Warning: This site contains images and graphic descriptions of extreme violence and/or its effects. It's not as bad as it could be, but is meant to be shocking. Readers should be 18+ or a mature 17 or so. There is also some foul language occasionally, and potential for general upsetting of comforting conventional wisdom. Please view with discretion.

Sunday, June 19, 2011

Libyan Crisis: Events, Causes and Facts

June 6/7 2011
edits July 2

I haven't watched it, but it's important enough to post instantly. Libya's government spokesman Moussa Ibrahim, on his Youtube channel (still not pulled as a war  crime!) has uploaded at least two long videos in a series of the above title. Please share this!

Okay, it's two parts. about 30 minutes total, and in English.
Made by R. Breki Goheda, of Tripoli.
Part 1/2:

Part 2:

Just for the unique footage used in abundance, this video is well-worth watching if one is interested in this war. The narration is workable, but should have been re-done, at least in places - there are a lot of verbal type-os. It's better than my Arabic would be. The tone is pro-Gaddafi, with the style of state news, and most English-speakers will find it unconvincing just because of that. However, the facts as presented are in some cases verifiably true and in other case, we at least shouldn't be too quick to dismiss the view from Tripoli. A fair amount of detail is included, and it lines up with what I've been learning elsewhere as the nebulous, emergent, historical truth of the matter.

Part 1, around 6:15, shows the "al Baida massacre" aftermath and interrogation. The scene of the soldiers' capture, if not their execution, is given as happening at Labraq airport, near al Baida.

In essence, the video blames the violence on Islamic extremists who hijacked the peaceful protest - in some spots from the first day - and turned it into a civil war. And they are now enabled by the massive Western intervention of NATO.

It's claimed that contrary to the popular mythology, the government forces tried their best to not massacre civilians. I'm leaning that way myself seeing more and more video evidence, and the government's laxness seems to have been a huge factor in how so many cities and even military bases fell into rebel hands. It could well be argued they should have been more violent early on. Hundreds did indeed die, but on both sides, and nearly all at security bases far from the original protests, during attacks on these that eventually succeeded. A lot of detail is given here on how many total tanks (250) and other weapons fell into rebel hands, along with video of them playing with their new toys.

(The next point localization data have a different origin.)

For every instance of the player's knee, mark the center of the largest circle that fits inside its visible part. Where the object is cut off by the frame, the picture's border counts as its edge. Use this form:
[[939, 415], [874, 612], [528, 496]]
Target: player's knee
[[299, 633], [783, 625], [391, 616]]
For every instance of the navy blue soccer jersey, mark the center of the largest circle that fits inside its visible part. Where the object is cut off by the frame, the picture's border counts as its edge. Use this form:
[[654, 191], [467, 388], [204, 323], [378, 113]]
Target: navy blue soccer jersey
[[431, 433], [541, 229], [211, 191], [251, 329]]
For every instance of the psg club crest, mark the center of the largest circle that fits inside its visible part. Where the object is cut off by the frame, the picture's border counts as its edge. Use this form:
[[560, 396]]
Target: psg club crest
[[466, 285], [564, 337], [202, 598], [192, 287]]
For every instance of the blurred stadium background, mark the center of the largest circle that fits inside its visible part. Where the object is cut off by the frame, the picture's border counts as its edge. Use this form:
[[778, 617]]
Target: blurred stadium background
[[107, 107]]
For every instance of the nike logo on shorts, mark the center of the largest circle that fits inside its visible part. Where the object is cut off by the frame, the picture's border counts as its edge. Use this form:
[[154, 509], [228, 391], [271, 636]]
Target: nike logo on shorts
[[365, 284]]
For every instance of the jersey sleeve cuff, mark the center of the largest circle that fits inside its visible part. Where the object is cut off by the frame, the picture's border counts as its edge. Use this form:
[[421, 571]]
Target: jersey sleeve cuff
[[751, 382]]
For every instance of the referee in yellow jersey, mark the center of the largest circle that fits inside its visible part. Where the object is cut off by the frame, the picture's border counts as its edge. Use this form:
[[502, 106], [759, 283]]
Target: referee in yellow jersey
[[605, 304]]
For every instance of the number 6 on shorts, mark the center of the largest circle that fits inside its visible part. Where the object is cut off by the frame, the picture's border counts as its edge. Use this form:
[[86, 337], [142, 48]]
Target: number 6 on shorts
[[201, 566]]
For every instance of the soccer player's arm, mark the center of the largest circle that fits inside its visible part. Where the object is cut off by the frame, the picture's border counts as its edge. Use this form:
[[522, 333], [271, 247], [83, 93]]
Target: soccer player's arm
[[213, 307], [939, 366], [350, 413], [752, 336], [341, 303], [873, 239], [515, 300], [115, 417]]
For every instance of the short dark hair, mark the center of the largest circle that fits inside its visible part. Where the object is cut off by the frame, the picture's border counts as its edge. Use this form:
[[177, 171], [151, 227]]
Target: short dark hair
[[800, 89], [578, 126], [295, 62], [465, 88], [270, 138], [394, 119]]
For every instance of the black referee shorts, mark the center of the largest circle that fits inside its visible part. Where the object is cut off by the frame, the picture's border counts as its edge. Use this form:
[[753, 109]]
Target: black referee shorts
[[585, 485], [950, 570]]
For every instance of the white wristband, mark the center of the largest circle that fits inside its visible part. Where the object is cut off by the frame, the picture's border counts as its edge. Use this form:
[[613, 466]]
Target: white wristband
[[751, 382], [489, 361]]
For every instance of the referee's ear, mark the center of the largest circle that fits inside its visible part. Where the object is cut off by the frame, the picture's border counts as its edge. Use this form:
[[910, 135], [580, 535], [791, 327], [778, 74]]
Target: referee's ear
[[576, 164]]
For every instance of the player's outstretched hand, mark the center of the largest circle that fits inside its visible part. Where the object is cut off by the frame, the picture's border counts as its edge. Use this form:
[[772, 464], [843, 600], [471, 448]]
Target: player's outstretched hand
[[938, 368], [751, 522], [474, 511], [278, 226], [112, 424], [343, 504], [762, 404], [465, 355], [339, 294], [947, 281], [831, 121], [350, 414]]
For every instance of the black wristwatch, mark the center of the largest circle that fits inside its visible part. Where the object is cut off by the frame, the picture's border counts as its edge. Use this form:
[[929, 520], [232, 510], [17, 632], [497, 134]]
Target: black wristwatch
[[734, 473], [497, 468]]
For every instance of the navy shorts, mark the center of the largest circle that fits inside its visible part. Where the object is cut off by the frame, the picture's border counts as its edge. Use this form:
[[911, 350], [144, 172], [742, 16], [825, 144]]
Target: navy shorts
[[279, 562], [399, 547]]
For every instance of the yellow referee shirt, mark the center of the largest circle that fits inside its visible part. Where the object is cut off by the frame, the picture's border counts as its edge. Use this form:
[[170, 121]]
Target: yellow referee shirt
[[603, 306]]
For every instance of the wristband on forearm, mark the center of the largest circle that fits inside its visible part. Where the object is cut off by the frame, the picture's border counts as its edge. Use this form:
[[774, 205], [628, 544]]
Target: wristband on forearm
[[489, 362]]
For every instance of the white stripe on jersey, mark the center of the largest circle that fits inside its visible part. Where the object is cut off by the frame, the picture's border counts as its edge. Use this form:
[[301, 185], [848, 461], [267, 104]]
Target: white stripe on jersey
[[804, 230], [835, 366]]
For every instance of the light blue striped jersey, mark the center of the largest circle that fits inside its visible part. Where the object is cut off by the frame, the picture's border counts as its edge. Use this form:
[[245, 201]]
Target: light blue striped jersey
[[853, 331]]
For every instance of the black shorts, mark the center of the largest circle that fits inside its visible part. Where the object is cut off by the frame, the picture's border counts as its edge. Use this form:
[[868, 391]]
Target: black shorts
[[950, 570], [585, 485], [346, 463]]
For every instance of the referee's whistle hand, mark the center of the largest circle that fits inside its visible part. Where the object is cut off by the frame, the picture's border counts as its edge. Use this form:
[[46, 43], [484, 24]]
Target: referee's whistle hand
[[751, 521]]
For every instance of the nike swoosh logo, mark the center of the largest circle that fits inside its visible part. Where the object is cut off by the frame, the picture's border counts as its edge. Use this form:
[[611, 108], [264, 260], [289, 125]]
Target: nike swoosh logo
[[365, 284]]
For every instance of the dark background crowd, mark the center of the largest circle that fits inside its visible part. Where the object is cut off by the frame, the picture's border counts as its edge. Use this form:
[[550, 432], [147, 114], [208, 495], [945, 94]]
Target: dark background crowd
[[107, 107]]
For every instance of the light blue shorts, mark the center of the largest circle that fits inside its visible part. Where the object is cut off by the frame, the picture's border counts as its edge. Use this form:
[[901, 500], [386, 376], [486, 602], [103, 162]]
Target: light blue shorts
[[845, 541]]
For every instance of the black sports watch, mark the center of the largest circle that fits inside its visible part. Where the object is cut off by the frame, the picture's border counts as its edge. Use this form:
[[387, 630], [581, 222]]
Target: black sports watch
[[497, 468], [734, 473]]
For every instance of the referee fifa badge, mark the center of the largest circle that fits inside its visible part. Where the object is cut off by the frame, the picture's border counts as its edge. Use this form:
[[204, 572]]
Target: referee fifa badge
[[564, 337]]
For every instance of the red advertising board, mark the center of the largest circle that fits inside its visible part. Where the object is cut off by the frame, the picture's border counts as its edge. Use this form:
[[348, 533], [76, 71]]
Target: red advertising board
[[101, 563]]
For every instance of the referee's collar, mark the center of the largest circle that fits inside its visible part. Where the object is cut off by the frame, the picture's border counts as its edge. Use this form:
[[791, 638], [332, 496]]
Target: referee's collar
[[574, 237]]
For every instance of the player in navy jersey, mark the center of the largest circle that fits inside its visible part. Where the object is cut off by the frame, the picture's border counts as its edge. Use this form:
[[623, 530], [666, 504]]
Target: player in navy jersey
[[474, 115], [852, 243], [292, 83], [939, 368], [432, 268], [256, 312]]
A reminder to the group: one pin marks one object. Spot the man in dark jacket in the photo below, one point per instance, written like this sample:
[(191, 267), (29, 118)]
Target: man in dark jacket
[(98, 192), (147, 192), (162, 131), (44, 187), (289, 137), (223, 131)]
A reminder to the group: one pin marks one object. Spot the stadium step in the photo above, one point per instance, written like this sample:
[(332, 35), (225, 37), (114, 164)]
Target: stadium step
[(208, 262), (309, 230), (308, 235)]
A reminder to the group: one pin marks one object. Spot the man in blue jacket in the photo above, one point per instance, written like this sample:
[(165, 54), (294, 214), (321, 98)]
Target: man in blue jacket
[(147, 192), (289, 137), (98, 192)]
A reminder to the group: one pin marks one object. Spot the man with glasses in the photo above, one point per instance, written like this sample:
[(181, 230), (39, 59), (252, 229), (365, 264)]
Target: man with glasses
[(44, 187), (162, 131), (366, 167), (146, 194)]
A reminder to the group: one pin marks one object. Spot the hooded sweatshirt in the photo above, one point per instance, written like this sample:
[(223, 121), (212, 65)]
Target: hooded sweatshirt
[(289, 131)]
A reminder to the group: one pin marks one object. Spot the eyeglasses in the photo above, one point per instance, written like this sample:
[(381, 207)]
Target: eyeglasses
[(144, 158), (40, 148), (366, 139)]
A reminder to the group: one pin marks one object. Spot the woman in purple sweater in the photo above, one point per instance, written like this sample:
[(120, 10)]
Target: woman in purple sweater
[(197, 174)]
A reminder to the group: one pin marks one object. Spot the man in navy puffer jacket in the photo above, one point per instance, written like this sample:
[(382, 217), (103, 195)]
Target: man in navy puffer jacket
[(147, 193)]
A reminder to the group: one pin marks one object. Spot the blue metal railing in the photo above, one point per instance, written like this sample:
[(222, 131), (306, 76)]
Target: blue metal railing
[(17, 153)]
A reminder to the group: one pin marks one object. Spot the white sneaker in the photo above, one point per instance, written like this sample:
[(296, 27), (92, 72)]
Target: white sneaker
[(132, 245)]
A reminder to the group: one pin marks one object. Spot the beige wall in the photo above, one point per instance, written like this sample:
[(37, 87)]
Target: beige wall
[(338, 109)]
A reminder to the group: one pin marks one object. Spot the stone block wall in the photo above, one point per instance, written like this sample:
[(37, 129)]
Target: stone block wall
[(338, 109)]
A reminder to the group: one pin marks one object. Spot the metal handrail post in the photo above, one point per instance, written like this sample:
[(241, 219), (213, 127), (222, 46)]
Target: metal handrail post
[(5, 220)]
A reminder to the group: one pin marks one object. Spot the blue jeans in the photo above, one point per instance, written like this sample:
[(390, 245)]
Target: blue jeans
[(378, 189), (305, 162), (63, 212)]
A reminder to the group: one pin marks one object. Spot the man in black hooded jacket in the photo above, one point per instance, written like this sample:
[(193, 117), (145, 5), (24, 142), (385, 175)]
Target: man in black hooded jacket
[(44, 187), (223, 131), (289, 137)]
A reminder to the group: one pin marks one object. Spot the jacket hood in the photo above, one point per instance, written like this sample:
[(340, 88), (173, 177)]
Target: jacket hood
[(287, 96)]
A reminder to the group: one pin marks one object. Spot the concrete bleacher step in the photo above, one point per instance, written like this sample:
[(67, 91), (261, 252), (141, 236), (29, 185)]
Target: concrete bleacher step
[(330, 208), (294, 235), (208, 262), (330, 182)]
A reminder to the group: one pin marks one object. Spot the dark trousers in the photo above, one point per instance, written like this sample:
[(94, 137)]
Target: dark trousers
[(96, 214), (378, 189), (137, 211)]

Besides the massive shooting of peaceful protesters, two other crucial claims are addressed - the bombing of protesters by aircraft, and the use of African mercenaries against them. Both are denied, if in a stale and unconvincing manner. Still, it's true - there's no credible evidence for either type of state crime. In fact, despite the huge importance of the charges, none of the these three main ones was ever verified in any way and thus remain, as Goheda pointedly notes, nothing but rumors.

And of course the UN security council resolutions 1970 and 1973, based on these rumors, opened the way to legal, economic, and military action against Libya. This is, of course, highly troubling now that we learn the rumors were all apparently false. More troubling yet is that the simple excuses were used shamelessly and without consequence or reproach, to muscle through a long-desired regime change agenda that will hand all of Libya to those same "armed gangs" and, more importantly, their US-educated, NATO-backed, free-marketeer puppets for plunder in the rebel leadership.